On Thu, Feb 27, 2003 at 04:59:42PM +1000, Anthony Towns wrote:
> On Thu, Feb 27, 2003 at 12:12:40AM -0600, Steve Langasek wrote:
> > [...] But while I want Debian to be an empowering operating system
> > that grows with the user, I think any strategy that expects users to
> > also be administrators is a losing one -- no matter how easy we make it
> > to administer that system.
>
> Who do you think should administer the systems used by random people
> at home?
This is a good question. Who administers the system for the Mac users? For
the XP Home users? Acquitances or commercial support entities.
> > [...] -- but I think the way to do that is by giving those
> > doctors pre-configured systems, not by giving them a box of CDs [...]
>
> This fails when it's time to do security updates, or an update of the
> entire system; running "apt-get dist-upgrade" will quite happily ask you
> lots of things that Joe User shouldn't need to know. For a doctor, this
> is fine: they can hire a consultant to keep the system up to date. For
> a home user, that doesn't seem as reasonable.
I was under impression that for security updates, a regular apt-get upgrade
is enough. It could be done via daily cronjob.
But for the problem:
- ship default apt config with distro codename instead for stable in network
sources list (this area of the config managed by debconf)
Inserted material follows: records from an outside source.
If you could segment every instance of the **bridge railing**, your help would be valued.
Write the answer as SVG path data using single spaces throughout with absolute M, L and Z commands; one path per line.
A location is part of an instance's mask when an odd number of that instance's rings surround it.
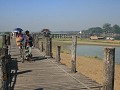
M 2 47 L 0 48 L 0 90 L 8 90 L 10 78 L 8 45 L 10 45 L 10 36 L 3 35 Z

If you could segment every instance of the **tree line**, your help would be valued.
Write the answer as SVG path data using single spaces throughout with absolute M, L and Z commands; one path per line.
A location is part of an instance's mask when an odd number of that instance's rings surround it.
M 82 33 L 84 34 L 120 34 L 120 26 L 115 24 L 111 26 L 109 23 L 103 24 L 103 27 L 92 27 L 88 30 L 83 30 Z

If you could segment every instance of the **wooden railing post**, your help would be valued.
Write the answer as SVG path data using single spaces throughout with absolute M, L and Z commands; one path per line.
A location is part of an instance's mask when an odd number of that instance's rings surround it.
M 6 35 L 3 35 L 2 37 L 2 47 L 6 47 Z
M 104 48 L 103 90 L 114 90 L 115 48 Z
M 45 54 L 52 57 L 52 38 L 50 36 L 45 37 Z
M 7 36 L 7 45 L 10 45 L 10 35 Z
M 41 52 L 43 52 L 43 42 L 41 42 L 41 48 L 40 48 Z
M 2 71 L 2 48 L 0 48 L 0 90 L 3 90 L 3 71 Z
M 77 46 L 77 36 L 72 36 L 72 72 L 76 72 L 76 46 Z
M 56 61 L 60 63 L 60 49 L 61 46 L 57 46 Z

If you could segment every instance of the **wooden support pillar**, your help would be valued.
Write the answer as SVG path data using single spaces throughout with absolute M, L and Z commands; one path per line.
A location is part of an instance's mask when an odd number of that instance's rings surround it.
M 7 36 L 7 45 L 10 45 L 10 35 Z
M 115 48 L 104 48 L 103 90 L 114 90 Z
M 5 47 L 6 46 L 6 35 L 3 35 L 2 37 L 2 47 Z
M 72 72 L 76 72 L 76 46 L 77 46 L 77 36 L 72 36 Z
M 60 63 L 60 49 L 61 46 L 57 46 L 56 61 Z
M 52 38 L 49 36 L 45 37 L 45 54 L 52 57 Z
M 41 48 L 40 48 L 41 52 L 43 52 L 43 42 L 41 42 Z

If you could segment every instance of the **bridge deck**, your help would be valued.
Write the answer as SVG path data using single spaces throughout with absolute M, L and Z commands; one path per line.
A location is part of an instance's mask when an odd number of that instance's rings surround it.
M 101 85 L 70 68 L 46 58 L 36 48 L 32 62 L 20 61 L 15 40 L 11 40 L 11 90 L 100 90 Z

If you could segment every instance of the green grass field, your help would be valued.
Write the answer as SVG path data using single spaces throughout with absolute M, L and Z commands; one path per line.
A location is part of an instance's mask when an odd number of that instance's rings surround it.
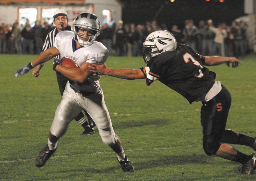
M 160 82 L 103 76 L 100 81 L 116 134 L 135 171 L 122 170 L 114 152 L 95 134 L 80 135 L 75 121 L 60 140 L 54 156 L 43 167 L 35 165 L 46 145 L 61 97 L 52 61 L 36 78 L 13 72 L 36 56 L 0 55 L 0 180 L 255 180 L 242 175 L 239 163 L 209 157 L 202 147 L 200 103 L 189 104 Z M 232 103 L 227 128 L 256 136 L 256 56 L 241 60 L 235 69 L 225 64 L 209 67 L 228 89 Z M 116 69 L 144 66 L 141 57 L 110 57 Z M 234 145 L 247 154 L 251 148 Z

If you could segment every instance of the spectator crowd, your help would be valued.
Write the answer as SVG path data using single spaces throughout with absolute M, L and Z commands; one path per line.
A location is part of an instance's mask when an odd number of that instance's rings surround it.
M 216 26 L 209 19 L 200 21 L 197 25 L 193 20 L 186 20 L 184 28 L 173 25 L 168 29 L 165 24 L 159 25 L 156 21 L 145 25 L 124 24 L 120 20 L 111 19 L 109 24 L 102 25 L 97 40 L 108 49 L 110 55 L 140 56 L 143 42 L 150 33 L 157 30 L 171 32 L 178 43 L 184 43 L 204 55 L 243 57 L 249 51 L 244 22 L 225 23 Z M 41 52 L 48 33 L 53 29 L 52 25 L 39 21 L 31 27 L 28 22 L 23 25 L 17 22 L 11 25 L 0 24 L 0 53 L 38 54 Z

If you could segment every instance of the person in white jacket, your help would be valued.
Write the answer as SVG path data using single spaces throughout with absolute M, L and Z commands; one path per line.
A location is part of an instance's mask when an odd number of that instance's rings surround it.
M 227 37 L 227 32 L 225 29 L 222 28 L 222 25 L 221 24 L 218 25 L 218 28 L 211 26 L 209 27 L 209 29 L 215 34 L 214 38 L 214 43 L 212 47 L 213 54 L 218 54 L 218 53 L 219 53 L 219 54 L 220 54 L 220 55 L 222 56 L 224 56 L 224 39 Z

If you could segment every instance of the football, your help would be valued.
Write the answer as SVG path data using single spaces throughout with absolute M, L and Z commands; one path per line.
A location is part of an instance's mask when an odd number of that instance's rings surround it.
M 62 63 L 61 65 L 66 67 L 72 68 L 79 68 L 79 66 L 76 64 L 76 62 L 73 60 L 68 58 L 65 58 Z

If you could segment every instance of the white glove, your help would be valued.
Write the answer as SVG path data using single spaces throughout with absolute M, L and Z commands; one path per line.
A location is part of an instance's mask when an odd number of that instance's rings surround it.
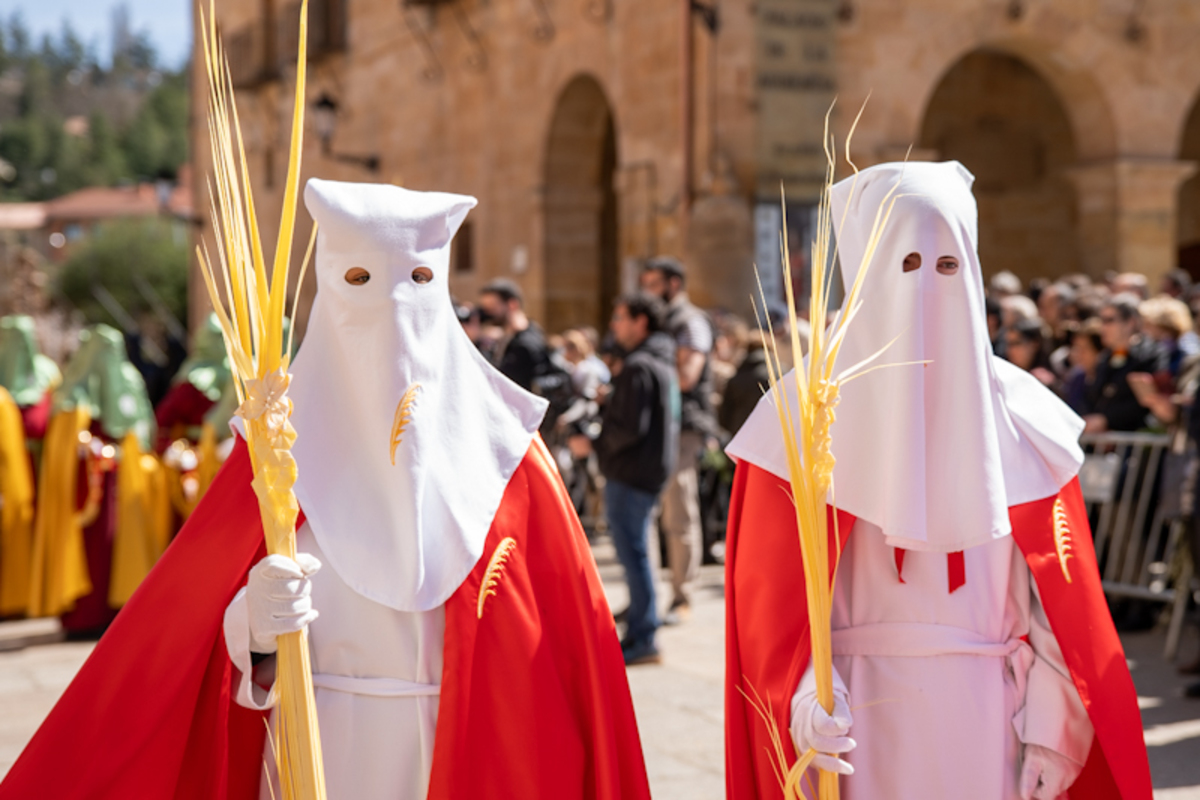
M 853 775 L 850 763 L 828 753 L 848 753 L 857 742 L 847 736 L 854 717 L 850 714 L 850 692 L 838 670 L 833 672 L 833 715 L 826 712 L 817 702 L 816 678 L 809 664 L 800 686 L 792 698 L 792 738 L 803 756 L 810 747 L 817 751 L 812 765 L 827 772 Z
M 1021 765 L 1021 800 L 1055 800 L 1084 771 L 1062 753 L 1042 745 L 1025 745 Z
M 276 638 L 301 631 L 317 619 L 308 578 L 319 569 L 320 561 L 308 553 L 299 553 L 295 561 L 268 555 L 254 565 L 246 582 L 251 651 L 275 652 Z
- a trivial program could do the following once a day or a week
* check if network connection is avaliable, if yes:
* connect to predefined location on www.debian.org to obtain
versioning information
* if new stable is avaliable display the following info (I imagine a X
display below, similar for console):
+---------------------------------------------------------+
| |
| A new stable version of Debian GNU/Linux is avaliable. |
| The version codenamed <foo> was released on <date>. |
| |
| The current version you are running, codenamed <bar> |
| will cease to be supported for bugfixes on <date>. |
| |
+------------------[ ok ]-[more info]---------------------+
And [more info] will show information on running version-update and some apt
frontend.
I imagine version-update to be a script that basically does the following:
- exchanges release codename in debconf area of apt.conf for new one
- runs apt-get update and/or some apt frontend.